Why is the night sky dark?

Dear Cecil: I’m enclosing an article that poses a question that had never occurred to me before: Why is the night sky dark? According to the author of the article, Robert Cowen, “the traditional answer holds that the universe is expanding so fast that light from the distant stars is degraded and thinly spread.” Another theory suggests, “the darkness is better explained by the simple fact that the universe is of finite age. Galaxies have not had time to flood the sky with starlight.” Excuse me, but aren’t we overlooking the obvious here? Bill, Nanaimo, British Columbia

Cecil replies:

This is one of those questions so bizarre that only serious drugs or an astronomer could be behind it. But it’s not as nutty as it might seem. We can rule out one obvious answer right off the bat: the night sky isn’t dark merely because the sun goes down. The stars alone ought to be enough to make the night sky intensely bright.

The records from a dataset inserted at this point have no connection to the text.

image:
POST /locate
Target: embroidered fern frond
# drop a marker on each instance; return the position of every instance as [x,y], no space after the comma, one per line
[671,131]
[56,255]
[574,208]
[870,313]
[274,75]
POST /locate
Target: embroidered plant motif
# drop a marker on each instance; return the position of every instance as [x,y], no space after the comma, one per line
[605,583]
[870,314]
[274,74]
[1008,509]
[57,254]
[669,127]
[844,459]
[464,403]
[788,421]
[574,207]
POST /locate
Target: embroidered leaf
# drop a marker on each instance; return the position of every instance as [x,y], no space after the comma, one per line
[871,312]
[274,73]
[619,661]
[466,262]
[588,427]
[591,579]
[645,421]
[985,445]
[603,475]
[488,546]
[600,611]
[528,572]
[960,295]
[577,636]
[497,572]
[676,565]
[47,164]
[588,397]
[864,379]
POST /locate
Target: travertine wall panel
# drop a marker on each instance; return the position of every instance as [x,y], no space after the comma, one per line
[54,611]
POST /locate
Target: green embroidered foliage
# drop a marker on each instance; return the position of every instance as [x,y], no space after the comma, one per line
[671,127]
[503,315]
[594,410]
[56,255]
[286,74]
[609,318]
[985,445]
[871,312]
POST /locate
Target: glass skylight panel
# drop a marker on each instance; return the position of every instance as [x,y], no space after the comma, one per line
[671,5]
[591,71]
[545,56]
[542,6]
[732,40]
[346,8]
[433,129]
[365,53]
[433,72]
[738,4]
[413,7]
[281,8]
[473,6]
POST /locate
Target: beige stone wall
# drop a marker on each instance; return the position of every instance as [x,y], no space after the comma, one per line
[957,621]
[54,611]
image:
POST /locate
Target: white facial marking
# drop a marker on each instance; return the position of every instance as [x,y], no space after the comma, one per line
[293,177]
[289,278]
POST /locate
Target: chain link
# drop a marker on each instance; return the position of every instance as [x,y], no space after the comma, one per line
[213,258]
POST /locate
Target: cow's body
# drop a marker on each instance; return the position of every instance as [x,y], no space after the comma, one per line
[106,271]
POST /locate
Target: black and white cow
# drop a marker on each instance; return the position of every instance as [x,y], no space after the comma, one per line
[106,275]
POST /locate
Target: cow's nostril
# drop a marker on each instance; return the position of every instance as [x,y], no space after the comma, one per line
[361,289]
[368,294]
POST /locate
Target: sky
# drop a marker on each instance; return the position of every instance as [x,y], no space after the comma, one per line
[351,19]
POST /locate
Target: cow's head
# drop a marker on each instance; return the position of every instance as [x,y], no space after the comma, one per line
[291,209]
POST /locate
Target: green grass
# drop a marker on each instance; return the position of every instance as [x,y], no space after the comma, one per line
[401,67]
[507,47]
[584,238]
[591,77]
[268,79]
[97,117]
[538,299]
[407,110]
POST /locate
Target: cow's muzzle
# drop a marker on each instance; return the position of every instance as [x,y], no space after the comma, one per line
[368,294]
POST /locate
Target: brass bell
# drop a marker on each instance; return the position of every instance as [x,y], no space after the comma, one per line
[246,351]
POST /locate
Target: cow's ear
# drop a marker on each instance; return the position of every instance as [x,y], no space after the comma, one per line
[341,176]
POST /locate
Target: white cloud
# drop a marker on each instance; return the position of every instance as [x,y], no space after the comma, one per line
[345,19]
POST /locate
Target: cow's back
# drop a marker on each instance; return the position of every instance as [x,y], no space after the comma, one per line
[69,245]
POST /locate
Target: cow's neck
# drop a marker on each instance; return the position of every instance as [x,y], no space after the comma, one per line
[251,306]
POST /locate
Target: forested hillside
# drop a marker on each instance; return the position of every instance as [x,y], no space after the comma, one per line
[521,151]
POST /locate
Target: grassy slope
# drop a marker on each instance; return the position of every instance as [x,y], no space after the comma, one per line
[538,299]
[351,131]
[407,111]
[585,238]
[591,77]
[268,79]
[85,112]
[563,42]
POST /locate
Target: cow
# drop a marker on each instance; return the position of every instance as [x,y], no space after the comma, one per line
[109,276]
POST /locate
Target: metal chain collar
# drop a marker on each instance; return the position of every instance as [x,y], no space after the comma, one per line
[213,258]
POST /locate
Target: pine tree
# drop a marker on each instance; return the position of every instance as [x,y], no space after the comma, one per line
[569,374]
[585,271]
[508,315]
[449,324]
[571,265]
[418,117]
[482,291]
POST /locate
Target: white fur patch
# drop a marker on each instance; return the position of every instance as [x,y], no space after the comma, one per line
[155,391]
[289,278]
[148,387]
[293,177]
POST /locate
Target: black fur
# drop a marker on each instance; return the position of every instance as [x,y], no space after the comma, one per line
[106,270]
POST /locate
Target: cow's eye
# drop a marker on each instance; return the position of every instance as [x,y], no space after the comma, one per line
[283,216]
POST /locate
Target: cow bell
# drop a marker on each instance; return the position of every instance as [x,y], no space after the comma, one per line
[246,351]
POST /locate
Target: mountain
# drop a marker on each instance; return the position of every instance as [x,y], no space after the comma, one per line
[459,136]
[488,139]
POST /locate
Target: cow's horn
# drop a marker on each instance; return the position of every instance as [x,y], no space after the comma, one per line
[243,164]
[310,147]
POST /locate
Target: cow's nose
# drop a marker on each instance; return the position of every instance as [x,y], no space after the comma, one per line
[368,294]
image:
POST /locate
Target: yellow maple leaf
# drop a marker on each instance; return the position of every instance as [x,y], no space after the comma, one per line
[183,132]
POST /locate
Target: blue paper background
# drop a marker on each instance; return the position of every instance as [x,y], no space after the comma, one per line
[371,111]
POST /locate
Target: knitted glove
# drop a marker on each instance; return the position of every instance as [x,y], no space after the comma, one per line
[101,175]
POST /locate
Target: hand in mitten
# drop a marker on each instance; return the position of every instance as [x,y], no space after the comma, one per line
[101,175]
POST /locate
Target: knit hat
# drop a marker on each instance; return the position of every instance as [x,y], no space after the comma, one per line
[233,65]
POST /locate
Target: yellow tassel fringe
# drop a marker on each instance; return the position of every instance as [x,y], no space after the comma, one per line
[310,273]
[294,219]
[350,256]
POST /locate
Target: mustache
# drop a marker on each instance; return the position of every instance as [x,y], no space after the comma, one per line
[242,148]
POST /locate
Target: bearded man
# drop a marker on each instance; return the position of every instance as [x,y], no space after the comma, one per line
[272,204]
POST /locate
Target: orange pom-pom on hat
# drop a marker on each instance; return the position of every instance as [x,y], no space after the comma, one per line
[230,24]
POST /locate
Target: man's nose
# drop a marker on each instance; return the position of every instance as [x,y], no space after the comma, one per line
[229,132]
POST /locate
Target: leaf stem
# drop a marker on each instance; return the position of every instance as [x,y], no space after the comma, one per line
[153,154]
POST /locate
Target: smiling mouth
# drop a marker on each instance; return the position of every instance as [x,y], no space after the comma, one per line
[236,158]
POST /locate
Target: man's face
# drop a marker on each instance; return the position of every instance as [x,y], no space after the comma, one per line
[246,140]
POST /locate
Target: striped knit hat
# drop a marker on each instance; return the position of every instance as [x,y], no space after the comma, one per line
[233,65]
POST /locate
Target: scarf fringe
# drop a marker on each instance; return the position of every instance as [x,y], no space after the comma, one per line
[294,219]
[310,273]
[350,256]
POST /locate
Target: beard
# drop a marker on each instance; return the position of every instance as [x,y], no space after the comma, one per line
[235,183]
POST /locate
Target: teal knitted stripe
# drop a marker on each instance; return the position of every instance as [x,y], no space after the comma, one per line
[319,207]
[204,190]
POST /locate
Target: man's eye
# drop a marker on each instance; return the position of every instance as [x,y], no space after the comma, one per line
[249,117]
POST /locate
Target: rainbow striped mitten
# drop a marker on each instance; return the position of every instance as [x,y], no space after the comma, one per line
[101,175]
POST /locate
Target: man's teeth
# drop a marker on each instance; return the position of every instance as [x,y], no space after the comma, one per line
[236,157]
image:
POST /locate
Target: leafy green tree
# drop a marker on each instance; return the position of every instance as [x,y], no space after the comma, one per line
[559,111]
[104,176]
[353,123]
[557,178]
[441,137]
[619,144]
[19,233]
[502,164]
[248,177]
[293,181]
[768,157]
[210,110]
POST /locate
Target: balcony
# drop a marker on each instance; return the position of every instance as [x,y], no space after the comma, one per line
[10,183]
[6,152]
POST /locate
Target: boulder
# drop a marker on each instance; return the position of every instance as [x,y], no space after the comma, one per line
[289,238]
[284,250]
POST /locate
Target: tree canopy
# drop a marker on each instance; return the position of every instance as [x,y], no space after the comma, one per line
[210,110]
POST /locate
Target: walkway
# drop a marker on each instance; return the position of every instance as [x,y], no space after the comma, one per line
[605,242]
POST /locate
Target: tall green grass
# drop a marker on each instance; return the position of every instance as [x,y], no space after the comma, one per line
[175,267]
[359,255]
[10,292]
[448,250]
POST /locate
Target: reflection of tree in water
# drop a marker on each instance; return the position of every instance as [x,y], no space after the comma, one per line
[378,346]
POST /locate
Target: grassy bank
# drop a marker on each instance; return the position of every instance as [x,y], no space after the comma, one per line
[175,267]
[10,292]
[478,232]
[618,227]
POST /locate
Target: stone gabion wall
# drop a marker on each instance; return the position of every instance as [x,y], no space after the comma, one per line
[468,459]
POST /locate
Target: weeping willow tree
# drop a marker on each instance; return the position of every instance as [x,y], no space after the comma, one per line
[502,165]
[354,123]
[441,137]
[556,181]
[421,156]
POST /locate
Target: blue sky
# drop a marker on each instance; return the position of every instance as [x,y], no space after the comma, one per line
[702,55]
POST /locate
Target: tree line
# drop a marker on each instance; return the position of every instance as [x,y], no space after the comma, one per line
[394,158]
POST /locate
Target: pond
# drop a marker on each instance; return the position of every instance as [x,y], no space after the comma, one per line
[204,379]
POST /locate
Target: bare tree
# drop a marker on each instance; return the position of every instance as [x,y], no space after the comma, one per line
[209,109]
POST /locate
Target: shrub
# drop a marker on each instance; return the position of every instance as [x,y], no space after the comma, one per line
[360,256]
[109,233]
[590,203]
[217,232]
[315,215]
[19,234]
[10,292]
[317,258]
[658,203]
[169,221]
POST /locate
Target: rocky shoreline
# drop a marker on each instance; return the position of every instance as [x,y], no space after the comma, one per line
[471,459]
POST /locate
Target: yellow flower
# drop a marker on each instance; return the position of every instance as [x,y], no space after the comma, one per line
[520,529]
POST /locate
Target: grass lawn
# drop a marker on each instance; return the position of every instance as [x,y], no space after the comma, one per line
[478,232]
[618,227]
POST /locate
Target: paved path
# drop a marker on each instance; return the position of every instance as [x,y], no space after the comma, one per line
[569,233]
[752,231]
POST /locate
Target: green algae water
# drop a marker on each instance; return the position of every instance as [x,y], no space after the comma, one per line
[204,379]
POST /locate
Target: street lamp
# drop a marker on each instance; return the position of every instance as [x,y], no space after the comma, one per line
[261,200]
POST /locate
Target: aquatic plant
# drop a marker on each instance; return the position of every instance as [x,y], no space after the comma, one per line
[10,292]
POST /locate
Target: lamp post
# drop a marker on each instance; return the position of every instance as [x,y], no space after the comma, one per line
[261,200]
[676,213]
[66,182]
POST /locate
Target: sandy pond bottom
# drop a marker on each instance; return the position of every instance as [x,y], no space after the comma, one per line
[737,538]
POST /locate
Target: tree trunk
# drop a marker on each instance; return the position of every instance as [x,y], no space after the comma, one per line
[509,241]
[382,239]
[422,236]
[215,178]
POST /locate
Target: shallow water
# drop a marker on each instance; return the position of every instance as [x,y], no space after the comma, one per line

Think about it this way. If we assume the universe contains an infinity of stars scattered in endless space, we should see a star in any direction we look. It’s like being in the middle of a forest — all you can see in any direction is tree trunks. The sky should be so completely filled with pinpoints of light that they should all merge into a uniform white glow.

Clearly it doesn’t work that way, a puzzle astronomers call “Olbers’s paradox.” Why not? We can nix a few possibilities: The light emitted by the most distant stars is so faint it’s below the threshold of vision. Forget it. You can’t see an individual glowing atom, but you can see zillions of them massed together in a candle flame. The same ought to hold true of a horde of distant stars. The most distant stars are obscured by interstellar dust. Won’t work either. The dust would absorb so much light it’d eventually start glowing itself.

So what does explain the paradox? After 400 years of debate on the question, there is now fairly wide agreement among astronomers: there just aren’t enough stars in the observable universe to fill up the night sky.

Your reaction to this may be: It took scientists 400 years to come up with that? No wonder we haven’t found a cure for the common cold. But I’m making the answer seem simpler than it is. We don’t really know how many stars there are. What we do know is that however many there are, we can see only a finite number of them.

The oldest stars are about 10 billion years old, meaning that the greatest distance starlight can have traveled is 10 billion light-years. So the only stars we could possibly see are those within a 10 billion light-year radius of us — the light from stars farther away has yet to reach us. The few jillion stars in our corner of the cosmos (AKA the “observable universe”) don’t have the collective candlepower to illuminate the night sky. (True, as time goes on, light from more distant stars does reach us, but meanwhile some close-in stars are dying out.)

So that’s why the night sky is dark. All right, it’s a complicated way of telling you what you might have guessed anyway. But sometimes the obvious ain’t.